Yemen: Al-Qaeda behind attack on US embassy

A botched attack on the US embassy in Sanaa was an al-Qaeda operation, according to officials in Yemen. Terrorists shot mortar rounds at the compound but missed, hitting a nearby school instead. It killed one security guard and wounded 13 students:

An al Qaeda terror cell was behind a mortar strike against the U.S. Embassy in Yemen that missed its target but killed a security guard and wounded 13 students at a nearby school, an Interior Ministry official said Saturday.

The official, speaking on customary condition of anonymity, said al Qaeda militant Hamza al-Dayan launched three mortars at the embassy Tuesday before fleeing in a vehicle with three accomplices.

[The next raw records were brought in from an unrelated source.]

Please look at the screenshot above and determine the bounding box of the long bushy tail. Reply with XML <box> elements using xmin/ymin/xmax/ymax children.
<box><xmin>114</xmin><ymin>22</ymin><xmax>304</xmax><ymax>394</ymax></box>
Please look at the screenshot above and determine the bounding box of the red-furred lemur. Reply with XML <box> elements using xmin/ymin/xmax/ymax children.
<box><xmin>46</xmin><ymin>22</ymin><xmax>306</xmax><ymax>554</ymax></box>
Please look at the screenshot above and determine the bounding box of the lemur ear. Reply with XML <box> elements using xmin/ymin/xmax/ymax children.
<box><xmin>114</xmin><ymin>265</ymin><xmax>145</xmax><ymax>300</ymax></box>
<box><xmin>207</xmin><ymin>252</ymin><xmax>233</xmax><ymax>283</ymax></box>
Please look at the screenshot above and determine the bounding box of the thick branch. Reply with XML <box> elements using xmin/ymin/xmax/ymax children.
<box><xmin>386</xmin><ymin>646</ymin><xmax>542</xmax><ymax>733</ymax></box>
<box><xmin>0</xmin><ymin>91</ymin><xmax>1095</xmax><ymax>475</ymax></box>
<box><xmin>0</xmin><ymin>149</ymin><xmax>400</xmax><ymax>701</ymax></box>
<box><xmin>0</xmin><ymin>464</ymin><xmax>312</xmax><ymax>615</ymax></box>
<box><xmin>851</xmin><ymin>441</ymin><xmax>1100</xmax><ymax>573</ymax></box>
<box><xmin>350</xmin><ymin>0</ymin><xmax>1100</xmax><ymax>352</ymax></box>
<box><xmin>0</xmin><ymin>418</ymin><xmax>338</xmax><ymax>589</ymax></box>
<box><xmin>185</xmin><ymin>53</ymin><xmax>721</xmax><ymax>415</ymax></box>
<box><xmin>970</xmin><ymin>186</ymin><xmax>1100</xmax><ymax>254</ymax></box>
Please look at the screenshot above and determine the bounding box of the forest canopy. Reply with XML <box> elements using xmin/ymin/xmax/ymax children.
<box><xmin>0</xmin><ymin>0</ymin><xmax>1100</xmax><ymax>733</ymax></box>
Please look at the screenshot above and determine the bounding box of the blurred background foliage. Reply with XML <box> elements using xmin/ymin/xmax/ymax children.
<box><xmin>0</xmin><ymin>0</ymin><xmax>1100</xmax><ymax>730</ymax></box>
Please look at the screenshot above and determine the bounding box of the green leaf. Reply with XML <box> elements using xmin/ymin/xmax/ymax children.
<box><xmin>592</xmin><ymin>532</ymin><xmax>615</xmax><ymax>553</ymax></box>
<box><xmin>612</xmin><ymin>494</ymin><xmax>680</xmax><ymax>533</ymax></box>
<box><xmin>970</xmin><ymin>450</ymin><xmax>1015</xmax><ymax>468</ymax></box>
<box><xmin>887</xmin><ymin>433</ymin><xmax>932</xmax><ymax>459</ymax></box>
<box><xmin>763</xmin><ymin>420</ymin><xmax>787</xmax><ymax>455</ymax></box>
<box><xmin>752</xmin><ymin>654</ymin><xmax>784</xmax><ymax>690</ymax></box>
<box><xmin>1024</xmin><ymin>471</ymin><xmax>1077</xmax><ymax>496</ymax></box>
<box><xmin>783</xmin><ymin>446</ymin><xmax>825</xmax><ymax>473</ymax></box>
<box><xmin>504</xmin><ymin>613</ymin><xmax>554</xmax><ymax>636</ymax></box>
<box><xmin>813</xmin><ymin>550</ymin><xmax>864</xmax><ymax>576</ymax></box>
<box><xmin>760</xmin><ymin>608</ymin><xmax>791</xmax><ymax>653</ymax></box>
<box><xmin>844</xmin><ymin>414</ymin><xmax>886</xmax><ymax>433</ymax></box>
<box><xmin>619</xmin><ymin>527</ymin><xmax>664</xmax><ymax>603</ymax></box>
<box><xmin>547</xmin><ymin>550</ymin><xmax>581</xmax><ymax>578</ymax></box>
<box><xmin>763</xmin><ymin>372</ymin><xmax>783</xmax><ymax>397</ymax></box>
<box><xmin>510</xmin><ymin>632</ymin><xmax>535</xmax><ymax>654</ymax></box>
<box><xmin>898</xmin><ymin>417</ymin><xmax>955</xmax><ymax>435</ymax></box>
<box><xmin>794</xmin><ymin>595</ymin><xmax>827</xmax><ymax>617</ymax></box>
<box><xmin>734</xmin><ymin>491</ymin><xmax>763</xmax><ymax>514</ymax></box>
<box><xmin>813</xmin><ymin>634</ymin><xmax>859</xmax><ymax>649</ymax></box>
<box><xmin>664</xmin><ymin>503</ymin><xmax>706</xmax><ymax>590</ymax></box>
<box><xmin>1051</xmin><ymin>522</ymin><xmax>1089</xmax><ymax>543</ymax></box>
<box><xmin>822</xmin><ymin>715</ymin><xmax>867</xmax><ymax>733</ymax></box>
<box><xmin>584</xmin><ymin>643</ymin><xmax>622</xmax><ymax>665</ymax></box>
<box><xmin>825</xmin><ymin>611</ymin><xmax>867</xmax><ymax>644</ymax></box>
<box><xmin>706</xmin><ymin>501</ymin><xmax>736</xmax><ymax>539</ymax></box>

The mortar shells crashed into the school in the downtown Sawan district of Sanaa, killing the security guard and wounding 13 schoolgirls, three grievously.

On Thursday, the police arrested five suspects in the attack. It was not clear if they have any connection to al-Dayan and his men, who remain at large.

The embassy has been attacked in the past, although not necessarily by AQ. Two attacks came from single individuals, one of whom was killed and other who served seven years. AQ has a fairly strong presence in Yemen, and they did successfully attack the USS Cole in 2000 at Yemen’s port in Aden.

If this does turn out to be an AQ attack, it demonstrates a lack of skill that is pretty remarkable. Ten years ago, AQ successfully detonated massive car bombs almost simultaneously in Kenya and Tanzania, killing hundreds and seriously damaging our embassies. A decade later, when the wars in Iraq and Afghanistan have supposedly served as training grounds for these terrorists, they can’t even aim a mortar properly at a stationary target.

It appears that rather than produce a more experienced and battle-hardened cadre of terrorists, the wars in Iraq and Afghanistan have forced AQ to use up their more experienced fighters in lopsided defeats against the West, and the trainees are all they have to use for operations elsewhere.